Let’s Be Careful About Global Warming

An international poll conducted last fall by Environics, a Toronto-based survey company, exposed a high level of public confusion about the issue of global warming and the consequences of government action to contain the phenomenon.
Published on January 26, 1997

An international poll conducted last fall by Environics, a Toronto-based survey company, exposed a high level of public confusion about the issue of global warming and the consequences of government action to contain the phenomenon.

The central planning faction of the environmental lobby and its media allies have successfully convinced people around the world that global warming is a real threat. In Canada, 61% of the public thinks that governments should “act now to reduce human impact on the world’s climate.” Even more alarming is the steady growth of the belief that such action will not cause economic harm.

The danger in this triumph of alarmist science is that politicians read the tea leaves and pass all sorts of noxious laws to capture the approval of their deluded constituents. Canada moved in this direction at the December “summit” in Kyoto, where we agreed to reduce emissions of so-called greenhouse gases by 6% from 1990 levels. That target must be met by the year 2012. Forecasters predict that the true level of cuts will range from 20 to 30 percent, given that economic expansion over the 22-year spread will make the goal less attainable.

What will we have to pay? The Conference Board of Canada estimates that compliance through emission limits, trade sanctions and taxes will cost the Canadian economy somewhere between $5.4 billion and $30 billion by the year 2010. Another simulation by Environment Canada suggested that a 50 percent hike in energy prices would be required. That would jack the total up to $150 billion and lower living standards in Canada substantially. In other words, nobody will escape the burden.

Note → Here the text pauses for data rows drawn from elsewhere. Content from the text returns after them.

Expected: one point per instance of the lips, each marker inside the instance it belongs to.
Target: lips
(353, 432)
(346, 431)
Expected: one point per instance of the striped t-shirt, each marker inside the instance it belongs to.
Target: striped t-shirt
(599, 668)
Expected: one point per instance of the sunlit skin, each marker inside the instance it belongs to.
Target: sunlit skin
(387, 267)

Before such drastic action is taken, shouldn’t we make sure that the threat of global warming is real? Only in 32 years of the 20th century has any climate warming been remarked. During 64 of those years, the world cooled down. Land-surface records over the last decade indicate no warming at all, and weather satellites show a cooling of 0.13 degrees since 1979.

Before we hobble our economic performance with unnecessary burdens based on bad science, it might be useful to review two other recent environmental scares and how they turned out.

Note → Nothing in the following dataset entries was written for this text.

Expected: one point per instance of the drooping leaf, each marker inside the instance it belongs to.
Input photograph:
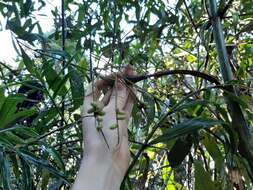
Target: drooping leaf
(186, 127)
(203, 178)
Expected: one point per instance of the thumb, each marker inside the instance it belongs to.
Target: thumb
(119, 96)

First, in 1972, the Club of Rome predicted a rapid and complete depletion of global oil reserves. The Canadian government introduced the National Energy Policy, which hammered Alberta and Saskatchewan’s economies with tens of billions of dollars of losses and stuck the rest of us with large, seemingly permanent tax increases. By 1990, unexploited world oil reserves stood at 900 billion barrels, not including hundreds of billions of barrels in tar shales.

Second, an even bigger boner was the theory that we would soon all starve to death as we ran out of food. Starting in the 1960s, exponents of the “population bomb” steadily spread the myth that world food resources would soon be exhausted. One 1980 study predicted food price increases of 115 percent by the year 2000. Zero Population Growth became the target and western countries expanded birth control programs at home and abroad. Since 1961, the world’s population has indeed almost doubled, but food production more than doubled and world prices after inflation have fallen more than 40 percent.

You get the drift. The junk science pushed by panicky “sky is falling” environmentalists can have expensive consequences especially when they have the effect of stampeding innocent politicians into bad policies.

Let’s not rush into anything based on naïve and unproven beliefs.